McKinley barely edged Bryan in the total number of states won, 23-22, but GOP states were the more populous, industrialized, and agriculturally established.  The Republican nominee captured New England, the battleground Midwest, and the Border States of Delaware, Kentucky, Maryland, and West Virginia.  Bryan took the traditionally Democratic South and the most of the Trans-Mississippi West, but lost California, Iowa, Minnesota, North Dakota, and Oregon.  The Republican ticket attracted a majority vote in most major cities and a considerable portion in farm regions outside the South.  The GOP kept control of both houses of Congress, which they had gained in 1894, and thereby emerged as the majority party, a position Republicans would retain until the onset of the Great Depression in 1929.

The clear results of the 1896 presidential contest and the return of prosperity the next year ended free silver as a political issue.  In 1900, the United States became officially monometallist with passage of the Gold Standard Act.  The election effectively spelled the demise of the Populist Party, as the nation focused on issues relevant to an increasingly industrialized society.

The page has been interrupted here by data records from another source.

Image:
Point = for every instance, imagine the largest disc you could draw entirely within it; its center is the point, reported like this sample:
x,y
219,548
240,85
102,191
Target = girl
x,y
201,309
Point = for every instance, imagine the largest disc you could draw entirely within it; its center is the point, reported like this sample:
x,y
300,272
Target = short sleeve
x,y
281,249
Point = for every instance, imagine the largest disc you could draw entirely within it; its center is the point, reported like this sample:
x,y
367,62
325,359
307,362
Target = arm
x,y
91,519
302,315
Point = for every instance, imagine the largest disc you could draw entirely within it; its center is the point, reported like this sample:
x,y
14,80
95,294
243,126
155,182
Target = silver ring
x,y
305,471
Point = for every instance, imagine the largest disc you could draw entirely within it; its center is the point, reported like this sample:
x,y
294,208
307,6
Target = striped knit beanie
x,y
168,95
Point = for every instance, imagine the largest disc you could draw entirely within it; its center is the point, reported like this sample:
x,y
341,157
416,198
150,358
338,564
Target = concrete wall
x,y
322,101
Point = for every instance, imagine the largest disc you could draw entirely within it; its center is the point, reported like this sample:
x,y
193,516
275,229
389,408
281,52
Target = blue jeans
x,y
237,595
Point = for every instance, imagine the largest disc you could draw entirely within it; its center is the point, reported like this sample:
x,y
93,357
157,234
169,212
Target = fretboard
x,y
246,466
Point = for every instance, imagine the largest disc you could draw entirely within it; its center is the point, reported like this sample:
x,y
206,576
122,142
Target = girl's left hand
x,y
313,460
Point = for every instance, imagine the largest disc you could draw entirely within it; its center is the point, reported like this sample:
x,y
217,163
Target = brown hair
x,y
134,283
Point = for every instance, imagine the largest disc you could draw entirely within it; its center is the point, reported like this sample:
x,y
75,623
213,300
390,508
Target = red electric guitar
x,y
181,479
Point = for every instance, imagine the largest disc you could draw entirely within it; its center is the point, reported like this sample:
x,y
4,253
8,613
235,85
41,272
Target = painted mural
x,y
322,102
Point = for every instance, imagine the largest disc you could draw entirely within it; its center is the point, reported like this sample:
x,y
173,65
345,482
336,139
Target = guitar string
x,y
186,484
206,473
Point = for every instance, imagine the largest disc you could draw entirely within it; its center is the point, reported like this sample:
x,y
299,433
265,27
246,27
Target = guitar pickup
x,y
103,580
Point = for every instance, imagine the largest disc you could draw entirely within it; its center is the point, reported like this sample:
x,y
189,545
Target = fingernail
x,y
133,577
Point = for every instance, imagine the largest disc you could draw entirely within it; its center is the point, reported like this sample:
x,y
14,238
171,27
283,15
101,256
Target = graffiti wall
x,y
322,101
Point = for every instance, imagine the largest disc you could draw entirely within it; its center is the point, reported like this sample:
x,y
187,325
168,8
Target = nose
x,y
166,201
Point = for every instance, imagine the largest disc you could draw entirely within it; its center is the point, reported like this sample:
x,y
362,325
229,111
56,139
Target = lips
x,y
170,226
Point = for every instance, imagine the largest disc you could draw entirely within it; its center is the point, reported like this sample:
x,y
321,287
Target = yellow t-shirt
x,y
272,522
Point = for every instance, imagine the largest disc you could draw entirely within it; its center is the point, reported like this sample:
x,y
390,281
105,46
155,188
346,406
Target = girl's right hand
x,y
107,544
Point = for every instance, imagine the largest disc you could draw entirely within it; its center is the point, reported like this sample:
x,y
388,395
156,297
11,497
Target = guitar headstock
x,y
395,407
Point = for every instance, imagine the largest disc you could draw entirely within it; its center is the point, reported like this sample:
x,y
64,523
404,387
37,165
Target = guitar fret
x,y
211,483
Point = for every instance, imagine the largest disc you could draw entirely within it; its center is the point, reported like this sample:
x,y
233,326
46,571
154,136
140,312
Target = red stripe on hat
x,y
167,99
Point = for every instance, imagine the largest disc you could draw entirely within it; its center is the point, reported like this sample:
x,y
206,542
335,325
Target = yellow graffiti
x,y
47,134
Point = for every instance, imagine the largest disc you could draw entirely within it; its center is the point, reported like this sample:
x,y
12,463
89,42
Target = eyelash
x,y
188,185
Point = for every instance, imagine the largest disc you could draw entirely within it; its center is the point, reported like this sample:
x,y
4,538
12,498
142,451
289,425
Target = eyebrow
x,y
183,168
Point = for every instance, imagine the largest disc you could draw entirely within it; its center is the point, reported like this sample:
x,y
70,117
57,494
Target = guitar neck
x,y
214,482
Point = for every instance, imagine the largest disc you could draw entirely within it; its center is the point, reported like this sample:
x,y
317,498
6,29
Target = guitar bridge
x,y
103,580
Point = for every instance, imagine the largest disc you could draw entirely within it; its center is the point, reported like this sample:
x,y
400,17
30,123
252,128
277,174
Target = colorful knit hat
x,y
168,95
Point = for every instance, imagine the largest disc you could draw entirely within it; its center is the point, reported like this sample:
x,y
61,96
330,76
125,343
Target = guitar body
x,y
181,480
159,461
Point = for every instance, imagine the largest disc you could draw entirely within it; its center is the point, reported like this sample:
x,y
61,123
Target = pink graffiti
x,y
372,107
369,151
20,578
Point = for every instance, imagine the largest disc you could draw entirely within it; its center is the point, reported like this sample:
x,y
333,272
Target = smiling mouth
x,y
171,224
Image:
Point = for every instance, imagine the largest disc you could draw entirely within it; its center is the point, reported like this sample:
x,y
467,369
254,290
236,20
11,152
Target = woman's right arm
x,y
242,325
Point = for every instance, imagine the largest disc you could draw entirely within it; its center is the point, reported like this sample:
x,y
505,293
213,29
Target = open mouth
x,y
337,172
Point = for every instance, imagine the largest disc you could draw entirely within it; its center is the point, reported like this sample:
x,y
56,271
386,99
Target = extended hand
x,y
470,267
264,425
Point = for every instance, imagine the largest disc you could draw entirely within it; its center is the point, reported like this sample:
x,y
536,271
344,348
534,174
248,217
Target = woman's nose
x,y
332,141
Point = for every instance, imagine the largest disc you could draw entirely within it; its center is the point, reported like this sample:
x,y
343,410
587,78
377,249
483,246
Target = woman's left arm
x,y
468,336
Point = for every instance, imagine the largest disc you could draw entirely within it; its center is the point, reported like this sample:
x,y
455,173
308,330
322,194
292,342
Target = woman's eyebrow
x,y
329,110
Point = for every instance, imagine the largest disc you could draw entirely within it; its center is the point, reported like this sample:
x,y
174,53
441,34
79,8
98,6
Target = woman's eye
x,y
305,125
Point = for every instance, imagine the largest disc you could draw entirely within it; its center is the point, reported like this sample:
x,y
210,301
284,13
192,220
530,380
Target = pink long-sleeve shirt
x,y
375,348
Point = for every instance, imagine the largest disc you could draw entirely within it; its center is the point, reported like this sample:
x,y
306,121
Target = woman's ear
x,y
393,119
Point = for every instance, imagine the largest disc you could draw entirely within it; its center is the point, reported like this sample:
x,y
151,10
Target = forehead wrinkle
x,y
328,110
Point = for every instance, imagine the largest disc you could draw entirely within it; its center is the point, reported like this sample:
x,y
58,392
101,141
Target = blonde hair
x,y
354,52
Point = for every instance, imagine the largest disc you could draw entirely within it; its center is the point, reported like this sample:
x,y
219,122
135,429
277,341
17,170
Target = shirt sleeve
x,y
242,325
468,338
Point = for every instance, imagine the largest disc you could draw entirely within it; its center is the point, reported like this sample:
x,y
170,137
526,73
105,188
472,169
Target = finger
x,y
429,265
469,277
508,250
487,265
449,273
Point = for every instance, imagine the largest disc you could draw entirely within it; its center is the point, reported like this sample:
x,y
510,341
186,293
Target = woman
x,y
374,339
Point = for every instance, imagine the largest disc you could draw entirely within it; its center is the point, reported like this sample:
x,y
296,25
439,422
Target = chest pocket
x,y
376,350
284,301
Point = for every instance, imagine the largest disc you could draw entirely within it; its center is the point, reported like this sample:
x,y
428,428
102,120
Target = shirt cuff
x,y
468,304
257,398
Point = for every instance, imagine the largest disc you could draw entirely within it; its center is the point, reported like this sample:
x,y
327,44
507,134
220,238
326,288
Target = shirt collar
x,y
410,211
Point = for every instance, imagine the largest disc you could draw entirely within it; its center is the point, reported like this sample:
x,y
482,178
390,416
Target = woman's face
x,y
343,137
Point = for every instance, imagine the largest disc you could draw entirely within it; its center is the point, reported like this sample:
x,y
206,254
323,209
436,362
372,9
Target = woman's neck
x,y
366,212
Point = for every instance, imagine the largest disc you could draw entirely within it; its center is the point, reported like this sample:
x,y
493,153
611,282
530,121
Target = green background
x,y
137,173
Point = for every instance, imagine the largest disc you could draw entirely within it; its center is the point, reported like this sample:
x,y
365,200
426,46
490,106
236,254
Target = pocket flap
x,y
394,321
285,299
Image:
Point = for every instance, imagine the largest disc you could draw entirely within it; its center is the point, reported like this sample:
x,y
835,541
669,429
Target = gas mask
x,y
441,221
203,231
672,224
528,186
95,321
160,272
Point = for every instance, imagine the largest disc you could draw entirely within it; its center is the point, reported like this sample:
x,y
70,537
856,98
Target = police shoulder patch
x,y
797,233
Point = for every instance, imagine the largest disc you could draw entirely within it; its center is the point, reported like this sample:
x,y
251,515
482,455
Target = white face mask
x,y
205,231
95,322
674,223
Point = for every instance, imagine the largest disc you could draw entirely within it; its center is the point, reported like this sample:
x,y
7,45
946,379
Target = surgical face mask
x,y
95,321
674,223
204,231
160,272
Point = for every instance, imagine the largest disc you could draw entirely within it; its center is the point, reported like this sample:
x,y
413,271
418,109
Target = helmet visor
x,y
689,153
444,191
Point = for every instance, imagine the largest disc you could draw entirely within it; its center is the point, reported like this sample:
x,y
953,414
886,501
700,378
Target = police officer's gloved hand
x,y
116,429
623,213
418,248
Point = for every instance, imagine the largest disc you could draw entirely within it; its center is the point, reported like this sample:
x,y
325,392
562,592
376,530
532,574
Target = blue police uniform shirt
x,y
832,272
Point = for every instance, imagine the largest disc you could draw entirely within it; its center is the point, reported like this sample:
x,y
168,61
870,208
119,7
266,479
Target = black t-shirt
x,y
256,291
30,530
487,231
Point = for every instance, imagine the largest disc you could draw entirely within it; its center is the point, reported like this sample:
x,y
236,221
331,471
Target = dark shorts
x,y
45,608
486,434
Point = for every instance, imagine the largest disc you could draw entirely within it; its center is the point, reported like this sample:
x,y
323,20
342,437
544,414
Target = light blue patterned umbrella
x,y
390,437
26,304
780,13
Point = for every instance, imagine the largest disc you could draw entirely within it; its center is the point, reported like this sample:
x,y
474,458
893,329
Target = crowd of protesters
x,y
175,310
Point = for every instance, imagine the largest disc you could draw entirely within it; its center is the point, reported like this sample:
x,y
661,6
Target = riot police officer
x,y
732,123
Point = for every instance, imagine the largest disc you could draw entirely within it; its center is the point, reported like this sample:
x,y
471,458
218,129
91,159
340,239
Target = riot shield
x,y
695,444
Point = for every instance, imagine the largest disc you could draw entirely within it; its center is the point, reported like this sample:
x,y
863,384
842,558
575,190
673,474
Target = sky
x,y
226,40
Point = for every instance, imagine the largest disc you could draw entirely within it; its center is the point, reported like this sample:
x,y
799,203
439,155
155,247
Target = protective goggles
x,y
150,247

Sources consulted:  William A. DeGregario, The Complete Book of U.S. Presidents (New York:  Random House, 1993); Rebecca Edwards and Sarah DeFeo, “The Populist Party,” 1896:  The Presidential Campaign:  Cartoons & Commentary, a Vassar College Website, iberia.vassar.edu/1896/populists.html; Gilbert Fite, “Election of 1896,” in History of American Presidential Elections, ed. Arthur M. Schlesinger Jr., New York:  Chelsea House Publishers, 1985; Lewis L. Gould, The Presidency of William McKinley (Lawrence, KS:  University Press of Kansas, 1980); Hicks, John D., The Populist Revolt (Westport, CT:  Greenwood Press, 1931); and Lee I. Niedringhaus, “The Panic of 1893,” Museum of American Financial History, www.financialhistory.org/fh/1998/61-1.htm.